Thursday, 14 August 2008

57 channels and almost nothing but sport on


''The enormity of what we're doing just blows me away''. No, that’s not Michael Phelps after another gold in the swimming pool but NBC sports Chairman Dick Ebersol. The reason for Dick’s happiness is the scale of NBC’s Olympic coverage, “It's more live coverage from a single Olympics than the total of all previous Summer Olympics combined.'' At 2,900 hours, or 120 days of continuous watching, in a country where size matters then consider the numbers that NBC is putting up to be super-sized.

Of course, when you pay $894 million for the privilege of being able to broadcast sports such as shooting, a sanitised version of America’s favourite pastime, then the last thing you want is for the events to take place at unsociable times for your viewers. What to do? Simple, throw your greenbacks around and change the timetable. Despite protests from the swimmers, surely the athletes know their place by now; the finals have been switched from the evening to the morning in Beijing. This way the NBC executives in Rockefeller Center, New York can watch the live action when they return home from work. The curious thing is that if you are unfortunate enough to live on the west coast of America and wanted to watch Phelps’ fourth gold live then you would have tuned in to find NBC broadcasting Access Hollywood instead and had to wait another three hours for the tape-delayed coverage.

Over here on the BBC there’s no such trickery. At the unhealthy time of something past three in the morning Phelps is live and even if he has water in his goggles and can’t see where he's going he's still winning. As I prefer to sleep my way through the greatest one man show in Olympic history since, well, four years ago I have been following some of the more accommodatingly timed sports during waking hours. I’ve even found myself pushing the red button to see what’s showing on the BBC’s five other live broadcast channels and here I discovered the women’s weightlifting - 63kg category. I was transfixed.

My experience of weightlifting is limited. I once joined a gym and managed two visits in a year before cancelling my membership. I did learn that after using a weights machine you surreptitiously adjust the marker down a few notches to give the impression to the next person that you’ve lifted a lot more than you really did. Under the glare of the cameras in the University of Aeronautics and Astronautics Gymnasium, Beijing it didn’t appear possible to pull this stunt.

Early in the competition the hot favourite, a 20 year old Russian mountain range by the name of Svetlana Tsarukaeva, failed three times and didn’t register a score. As she left the stage in tears she walked head first in to a wall. I couldn’t tell if this was a simple misjudgement turning the corner or part of her warm down routine.

Michaela Breeze the UK’s sole representative in the weightlifting was a name that I wasn’t familiar with. Of concern was that she was suffering from a back injury coming in to the competition. Now, I’m not a doctor but I am sure that a weightlifting competition won’t heal a bad back. So it proved. Alternating between receiving physiotherapy between lifts and looking like she was about to snap in half during them Breeze was roared on by the crowd who recognised her pain and treated her like a winner. She battled through to register a score and finished 15th above the Tunisian and Bolivian competitors. Asked how close she was to pulling out, the response was tearful but emphatic, “It’s an Olympic Games and pain’s irrelevant. You train for so many years for this. I’m just delighted to be here.”

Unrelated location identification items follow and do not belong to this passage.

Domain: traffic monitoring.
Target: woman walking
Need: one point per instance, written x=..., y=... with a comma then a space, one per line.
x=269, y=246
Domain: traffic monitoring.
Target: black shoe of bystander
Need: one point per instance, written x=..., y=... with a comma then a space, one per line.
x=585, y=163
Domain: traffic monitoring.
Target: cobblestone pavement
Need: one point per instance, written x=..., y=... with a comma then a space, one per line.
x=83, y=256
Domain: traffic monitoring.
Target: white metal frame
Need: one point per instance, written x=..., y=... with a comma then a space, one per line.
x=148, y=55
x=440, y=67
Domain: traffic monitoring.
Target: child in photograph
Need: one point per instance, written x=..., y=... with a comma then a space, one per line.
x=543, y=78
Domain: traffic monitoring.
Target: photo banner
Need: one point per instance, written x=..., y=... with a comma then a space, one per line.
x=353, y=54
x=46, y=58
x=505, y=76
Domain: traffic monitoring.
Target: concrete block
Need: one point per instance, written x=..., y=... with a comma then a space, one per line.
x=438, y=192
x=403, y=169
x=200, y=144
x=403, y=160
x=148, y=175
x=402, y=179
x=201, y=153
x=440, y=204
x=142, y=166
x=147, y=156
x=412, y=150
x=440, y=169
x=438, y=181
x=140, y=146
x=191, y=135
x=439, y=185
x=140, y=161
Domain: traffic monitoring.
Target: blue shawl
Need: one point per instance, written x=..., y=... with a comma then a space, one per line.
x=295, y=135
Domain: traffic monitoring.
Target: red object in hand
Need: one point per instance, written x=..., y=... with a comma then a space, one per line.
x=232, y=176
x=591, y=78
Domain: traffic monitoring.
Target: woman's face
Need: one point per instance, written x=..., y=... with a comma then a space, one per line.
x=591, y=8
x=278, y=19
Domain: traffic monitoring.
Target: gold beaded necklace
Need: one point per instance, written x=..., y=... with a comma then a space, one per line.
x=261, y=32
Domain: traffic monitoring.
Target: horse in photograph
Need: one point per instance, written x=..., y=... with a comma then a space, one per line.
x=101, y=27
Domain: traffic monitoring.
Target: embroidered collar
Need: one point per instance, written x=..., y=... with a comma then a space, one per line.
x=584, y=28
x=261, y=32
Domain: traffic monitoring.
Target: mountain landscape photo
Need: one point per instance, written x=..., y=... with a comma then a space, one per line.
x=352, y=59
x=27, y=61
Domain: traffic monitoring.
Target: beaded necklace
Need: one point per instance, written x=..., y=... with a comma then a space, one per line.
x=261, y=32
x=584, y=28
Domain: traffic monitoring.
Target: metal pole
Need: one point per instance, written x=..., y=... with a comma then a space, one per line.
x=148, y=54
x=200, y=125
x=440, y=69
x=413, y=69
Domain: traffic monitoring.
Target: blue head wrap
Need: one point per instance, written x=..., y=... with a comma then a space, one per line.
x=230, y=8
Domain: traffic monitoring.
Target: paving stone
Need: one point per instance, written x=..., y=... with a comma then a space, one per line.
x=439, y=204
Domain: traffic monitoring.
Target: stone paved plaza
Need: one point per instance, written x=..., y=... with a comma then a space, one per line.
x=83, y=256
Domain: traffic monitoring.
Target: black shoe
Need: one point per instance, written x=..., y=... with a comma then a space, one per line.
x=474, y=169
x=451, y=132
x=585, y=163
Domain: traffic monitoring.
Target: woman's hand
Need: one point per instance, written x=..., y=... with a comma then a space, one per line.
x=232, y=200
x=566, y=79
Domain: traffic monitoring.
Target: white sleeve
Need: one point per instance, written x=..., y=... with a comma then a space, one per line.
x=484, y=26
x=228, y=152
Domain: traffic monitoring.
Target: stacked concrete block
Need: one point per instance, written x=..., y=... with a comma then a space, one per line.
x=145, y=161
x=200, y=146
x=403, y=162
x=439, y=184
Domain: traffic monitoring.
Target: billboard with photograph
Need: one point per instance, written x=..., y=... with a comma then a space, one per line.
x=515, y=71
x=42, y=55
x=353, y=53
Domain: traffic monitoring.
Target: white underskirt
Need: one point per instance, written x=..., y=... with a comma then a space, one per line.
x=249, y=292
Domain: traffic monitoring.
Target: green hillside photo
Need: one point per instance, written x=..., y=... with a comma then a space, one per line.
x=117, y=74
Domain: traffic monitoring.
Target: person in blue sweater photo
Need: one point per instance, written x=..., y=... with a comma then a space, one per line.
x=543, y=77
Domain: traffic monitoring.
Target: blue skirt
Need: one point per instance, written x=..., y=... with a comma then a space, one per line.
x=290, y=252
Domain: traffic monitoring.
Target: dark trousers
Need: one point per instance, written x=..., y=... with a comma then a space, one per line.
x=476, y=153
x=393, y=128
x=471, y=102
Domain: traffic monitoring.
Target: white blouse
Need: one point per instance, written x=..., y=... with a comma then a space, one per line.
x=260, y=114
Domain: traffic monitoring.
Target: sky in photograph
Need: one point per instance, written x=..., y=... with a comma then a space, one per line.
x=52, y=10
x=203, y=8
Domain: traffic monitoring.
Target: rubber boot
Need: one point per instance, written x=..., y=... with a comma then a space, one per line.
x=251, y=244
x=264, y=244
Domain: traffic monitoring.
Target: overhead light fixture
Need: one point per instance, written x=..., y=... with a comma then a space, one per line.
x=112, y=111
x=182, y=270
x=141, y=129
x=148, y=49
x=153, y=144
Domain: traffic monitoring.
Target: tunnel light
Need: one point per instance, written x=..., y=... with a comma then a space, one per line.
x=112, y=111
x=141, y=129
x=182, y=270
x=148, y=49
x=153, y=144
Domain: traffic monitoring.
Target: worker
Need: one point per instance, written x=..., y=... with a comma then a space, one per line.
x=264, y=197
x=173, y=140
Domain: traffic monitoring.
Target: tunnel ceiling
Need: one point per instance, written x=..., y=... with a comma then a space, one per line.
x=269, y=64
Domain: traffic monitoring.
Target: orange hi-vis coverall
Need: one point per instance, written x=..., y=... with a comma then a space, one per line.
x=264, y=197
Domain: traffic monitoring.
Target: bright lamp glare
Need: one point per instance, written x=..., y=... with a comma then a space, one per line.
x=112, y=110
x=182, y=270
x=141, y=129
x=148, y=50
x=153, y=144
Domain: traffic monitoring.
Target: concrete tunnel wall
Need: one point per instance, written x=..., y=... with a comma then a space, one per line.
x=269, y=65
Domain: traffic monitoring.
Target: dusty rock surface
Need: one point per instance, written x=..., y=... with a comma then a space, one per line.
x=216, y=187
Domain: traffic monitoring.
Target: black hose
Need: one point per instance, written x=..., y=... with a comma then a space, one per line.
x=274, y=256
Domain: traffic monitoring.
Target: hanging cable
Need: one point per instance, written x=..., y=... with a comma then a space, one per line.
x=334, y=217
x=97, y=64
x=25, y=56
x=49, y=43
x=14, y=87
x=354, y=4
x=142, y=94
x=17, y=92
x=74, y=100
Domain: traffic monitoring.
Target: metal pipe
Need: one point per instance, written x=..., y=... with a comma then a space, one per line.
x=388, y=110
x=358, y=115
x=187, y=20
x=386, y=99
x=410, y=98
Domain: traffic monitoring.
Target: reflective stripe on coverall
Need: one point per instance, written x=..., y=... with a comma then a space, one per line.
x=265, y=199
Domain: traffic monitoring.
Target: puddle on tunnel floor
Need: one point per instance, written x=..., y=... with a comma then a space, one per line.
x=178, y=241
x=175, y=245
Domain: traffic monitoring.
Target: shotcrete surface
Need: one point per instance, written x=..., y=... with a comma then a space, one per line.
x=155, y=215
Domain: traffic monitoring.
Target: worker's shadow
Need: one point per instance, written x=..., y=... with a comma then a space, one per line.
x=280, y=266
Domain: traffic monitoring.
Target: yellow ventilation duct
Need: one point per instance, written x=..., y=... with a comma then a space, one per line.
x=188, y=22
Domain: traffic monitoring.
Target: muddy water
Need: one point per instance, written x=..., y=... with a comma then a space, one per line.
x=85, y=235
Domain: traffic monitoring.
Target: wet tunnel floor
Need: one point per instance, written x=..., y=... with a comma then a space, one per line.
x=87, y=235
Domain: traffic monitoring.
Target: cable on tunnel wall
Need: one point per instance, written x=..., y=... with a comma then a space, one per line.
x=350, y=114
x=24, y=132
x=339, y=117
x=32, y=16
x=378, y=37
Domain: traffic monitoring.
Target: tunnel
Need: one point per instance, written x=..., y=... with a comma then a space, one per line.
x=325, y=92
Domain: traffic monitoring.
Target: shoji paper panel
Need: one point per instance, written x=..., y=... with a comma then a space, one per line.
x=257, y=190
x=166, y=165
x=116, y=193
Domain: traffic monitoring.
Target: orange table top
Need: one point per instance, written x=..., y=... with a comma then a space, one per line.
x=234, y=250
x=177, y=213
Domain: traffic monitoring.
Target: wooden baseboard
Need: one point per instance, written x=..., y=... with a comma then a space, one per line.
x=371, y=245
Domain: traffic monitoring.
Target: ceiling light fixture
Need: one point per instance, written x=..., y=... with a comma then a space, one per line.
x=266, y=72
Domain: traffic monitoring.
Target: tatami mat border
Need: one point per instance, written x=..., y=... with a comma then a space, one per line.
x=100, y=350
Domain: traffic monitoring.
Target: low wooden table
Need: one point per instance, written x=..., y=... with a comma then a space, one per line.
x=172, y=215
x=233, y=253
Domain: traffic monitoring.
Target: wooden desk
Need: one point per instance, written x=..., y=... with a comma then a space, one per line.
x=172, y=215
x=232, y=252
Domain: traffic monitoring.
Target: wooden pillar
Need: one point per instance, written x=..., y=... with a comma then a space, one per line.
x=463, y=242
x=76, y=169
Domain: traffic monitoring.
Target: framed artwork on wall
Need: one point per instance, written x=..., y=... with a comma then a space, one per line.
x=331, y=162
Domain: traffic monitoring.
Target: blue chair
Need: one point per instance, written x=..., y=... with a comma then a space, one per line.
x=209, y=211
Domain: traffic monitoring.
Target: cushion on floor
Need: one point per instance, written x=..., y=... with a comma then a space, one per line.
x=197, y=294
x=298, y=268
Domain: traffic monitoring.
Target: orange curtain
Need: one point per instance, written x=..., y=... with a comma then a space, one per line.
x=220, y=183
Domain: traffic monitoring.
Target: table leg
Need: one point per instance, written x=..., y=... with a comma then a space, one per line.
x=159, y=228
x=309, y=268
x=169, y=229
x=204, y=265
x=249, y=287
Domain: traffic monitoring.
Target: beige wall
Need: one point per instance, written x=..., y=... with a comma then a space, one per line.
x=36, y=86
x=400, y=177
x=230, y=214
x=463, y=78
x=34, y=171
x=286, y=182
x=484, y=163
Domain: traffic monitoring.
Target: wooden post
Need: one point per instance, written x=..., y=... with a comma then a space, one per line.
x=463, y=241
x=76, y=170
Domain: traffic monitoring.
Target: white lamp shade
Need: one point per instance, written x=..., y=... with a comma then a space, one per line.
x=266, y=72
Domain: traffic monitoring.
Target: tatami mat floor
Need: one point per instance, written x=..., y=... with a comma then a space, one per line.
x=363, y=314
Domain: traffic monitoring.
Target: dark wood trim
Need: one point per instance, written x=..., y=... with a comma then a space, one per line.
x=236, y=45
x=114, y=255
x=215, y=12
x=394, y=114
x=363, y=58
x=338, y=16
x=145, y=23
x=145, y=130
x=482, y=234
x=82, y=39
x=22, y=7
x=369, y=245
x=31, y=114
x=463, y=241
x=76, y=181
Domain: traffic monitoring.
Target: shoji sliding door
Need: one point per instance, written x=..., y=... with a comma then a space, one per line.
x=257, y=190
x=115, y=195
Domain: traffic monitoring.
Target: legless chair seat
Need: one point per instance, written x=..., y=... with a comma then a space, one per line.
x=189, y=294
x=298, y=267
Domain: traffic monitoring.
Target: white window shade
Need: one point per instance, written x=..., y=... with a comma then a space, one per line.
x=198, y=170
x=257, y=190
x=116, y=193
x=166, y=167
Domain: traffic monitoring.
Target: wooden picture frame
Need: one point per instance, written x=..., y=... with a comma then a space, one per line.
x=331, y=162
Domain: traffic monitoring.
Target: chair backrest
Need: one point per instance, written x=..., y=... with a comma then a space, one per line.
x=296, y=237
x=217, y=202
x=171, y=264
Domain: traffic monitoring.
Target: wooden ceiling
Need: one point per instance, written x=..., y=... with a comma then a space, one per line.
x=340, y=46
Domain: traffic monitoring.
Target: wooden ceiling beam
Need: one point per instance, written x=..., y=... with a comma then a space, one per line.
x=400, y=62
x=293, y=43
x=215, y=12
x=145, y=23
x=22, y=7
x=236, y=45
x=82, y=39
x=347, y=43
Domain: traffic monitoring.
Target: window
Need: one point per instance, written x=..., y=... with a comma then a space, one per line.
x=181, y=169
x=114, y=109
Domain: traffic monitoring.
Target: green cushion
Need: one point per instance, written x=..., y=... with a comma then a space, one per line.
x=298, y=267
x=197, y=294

The highlight reels may be dominated by gold and records but buried deep within the bloated media output there are tales equally worthy of coverage that do proud the sentiments of the founder of the modern Olympics, Baron Pierre de Coubertin: "The important thing is not winning but taking part. What counts in life is not the victory but the struggle; the essential thing is not to conquer but to fight well." Michaela Breeze may have struggled to walk unaided from the arena but thanks to the likes of NBC and the BBC the world had a chance to share in one of the bona fide Olympian stories of these games.

DS

1 comment:

Anonymous said...

great blog summers - maybe see you sunday, ben.